Category Archives: Poetry

Silence

Nouvelle naissance,
Non sans non-sens ;
Trop de connaissances
Est agonie.
Reste attentif,
C’est quoi l’motif ?
Appauvris,
Le cycle se recycle
Et récite sa recette ;
Ces mauviettes m’ont mis les nerfs à vif.

Dans cette dystopie millénaire,
J’ai appris à priser l’air
De ma propre prison,
Danse d’une saugrenue vision.
Y’a plus de vie privée,
Laisse moi te guider,
Seul l’esprit peut résister ;
Est-ce inné ?

À dessiner le dessein,
Je me décide,
À me destiner
Et me distancer
De ce cinéma maladroit ;
En quête du chemin droit,
J’zigzag dans le zoo
Là où Bernardo,
Le pote de Zorro,
S’exprime en vain.

Vigilate

Je concédais ; quelque chose viendrait,
Mais j’attends toujours.
Je comptais cette noirceur morose hors du concret,
Mais cela me maintient pourtant contestant tous les jours.

J’assimile le chemin par cœur,
Si les mots roses s’envolent, les maux, eux, restent.
Impossible de rester impassible à ce qui m’écœure ;
Un pas ici et on ne sait si l’on passe le test.

Ma vie, une réplique de l’avenir –
De l’observateur dans Fringe :
C’est-à-dire “September” ; Il ne peut guère intervenir.
Même mission que ses frères.
Juste étudier, éluder les révélations de la Terre,
Explorer la guerre entre les deux univers.

Vole-t-on authentiquement derrière des barreaux ?
J’évolue, comme un enfant en devenir … mais là-haut,
Mon innocence est à demi-morte ;
Le vent s’élève et le temps s’emporte.

Parmi les divergents, j’avance en redoublant de vigilance.
Pourquoi commander une soi-disant créance ?

Siège

Je me consume,
Pendant qu’ils se consolent
En consommant.
Tout est si lent
Dans le silence

Omnium omniprésent,
Homologué par les omnipotents.
Si la farce paraît factice,
Elle fabrique néanmoins les Hommes dans l’éternel
Depuis presque trop longtemps,
Tronquant la frêle senteur naturelle
Contre une pelle de malices
Pour le moins tranchante.

Si abscons d’assumer la faim,
Je suis bien trop cynique pour y mettre fin ;
S’il ne reste plus rien,
Laissons tout au Malin.

En orphelin,
J’hallucine d’être un avec toi ;
Enfin,
Se prélasser sur le toit.
Puis, nous pourrions éveiller la lanterne ;
Lutter comme deux zèbres ;
Se poursuivre dans l’ombre d’une caverne ;
S’enferrer allongés dans les ténèbres.

Immensité gênante, eau troublée,
En attendant que l’on s’harasse et crève.
Si l’on ne concourt plus dans cette immonde régate,
En ce monde, personne n’est là pour le relever.
Lève les bras et grogne,
Rêve de l’approche au fond du lac ;
Domine et cogne
Pour réduire la cité à une profonde fièvre.

 

Novlangue

À l’aube, on s’adapte à l’époque ;
En inapte éclopé, presque apôtre ;
J’fume pas de clope mais …
J’porte, à l’affût, en secret.

Les cours m’auront appris à apprendre ailleurs.
Bienvenue dans la réalité orwellienne,
Danse de l’absurdité humaine,
Ou de la complaisance taciturne d’ailleurs.

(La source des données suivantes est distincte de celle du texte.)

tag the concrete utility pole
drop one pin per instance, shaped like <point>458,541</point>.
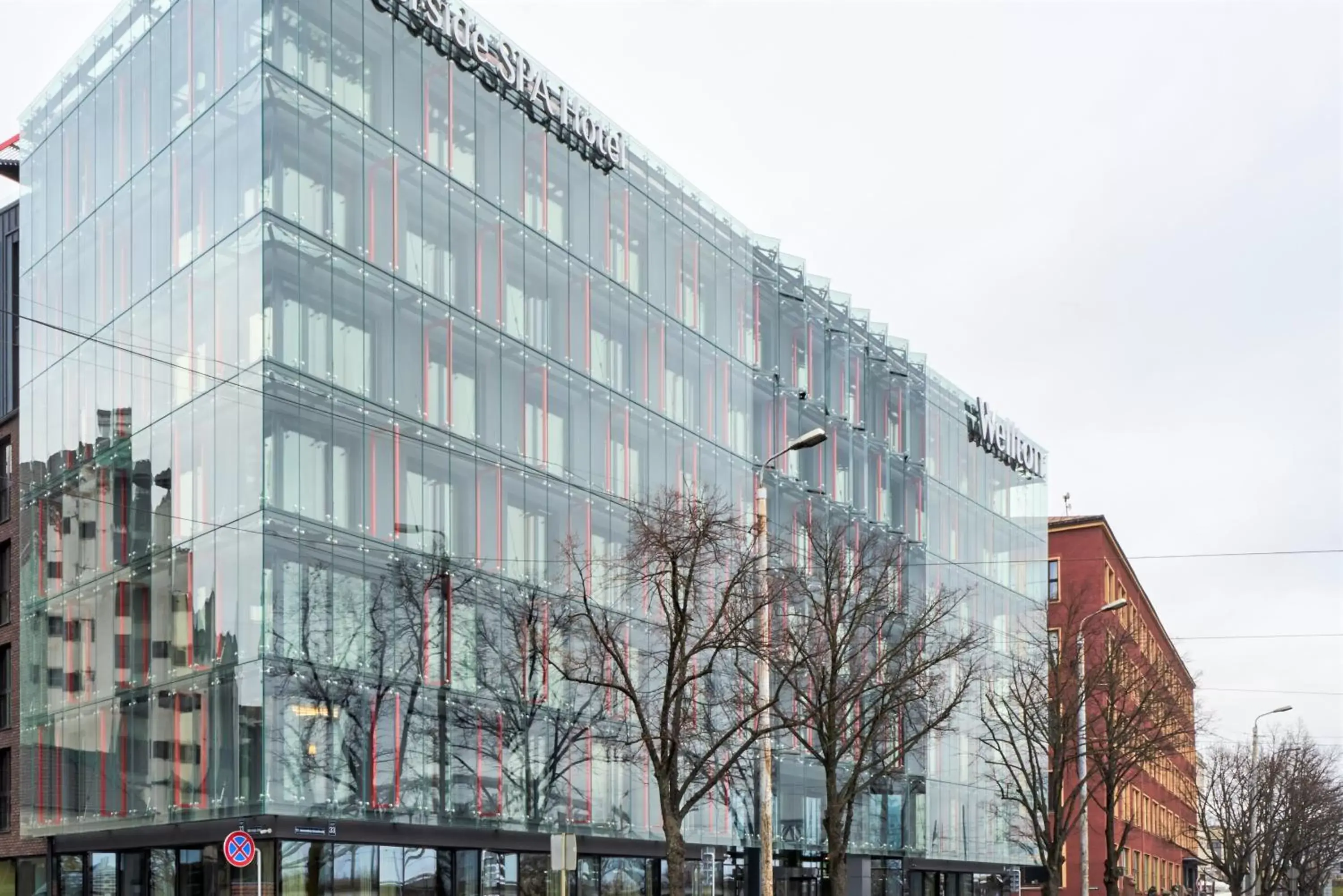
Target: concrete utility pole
<point>1253,798</point>
<point>766,796</point>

Marketons le terrorisme pour légitimer la surveillance ;
Soyons “attentifs ensemble”, tuons l’empathie en avance.
Pas de problème, même sans étiquette je me promène,
Je professe loin de leurs promesses.

Saisir l’épée, puis le sceptre.
Brandir la paix pour tous les siècles ;
Avenir à venir,
Je peux l’observer sans fuir.

Une fissure s’est trouvée entrouverte.
On l’aperçoit perçante comme un spectre.
En dilettante, j’inspecte
Pendant qu’eux siègent sur leur siège.

Dépouiller

Devant moi, une louve et un chacal.
Tension palpable qui couve là.
Je joue les cartes de la carpe,
Du renard et du lion.
Tel un jouet agreste,
J’assiste au procès.
“Endure la plus dure des structures”
Chuchote le chien,
Faible murmure.
Je l’entends pourtant si bien.

Désolé de douter de votre vérité dépouillée,
En questionnant amèrement, mais simplement :
Pourquoi cherchez-vous tant à l’imposer ?
Vous vous méprenez, reprenez vos billets,
Je ne troquerai pas la pensée de mon individualité
Pour me conformer à votre monde rêvé.

Faux idéalistes, avec vous je n’insiste pas exprès ;
Le vrai de vos mots s’en va pulvériser l’incompréhension
De l’existence d’alternatives, si subtiles, si fragiles.
Vous voulez les briser, c’est presque discret.
S’il faut battre en brèche, au risque de vous brusquer,
Je ne céderai jamais à votre fouet à demi visible.

Vengeance

Deux semaines sans sembler semer, assumées.
Retour, piégé en jungle humaine, à saigner,
Pourtant encore loin d’être assommé ;
Prochainement devant, cicatriser, attristé.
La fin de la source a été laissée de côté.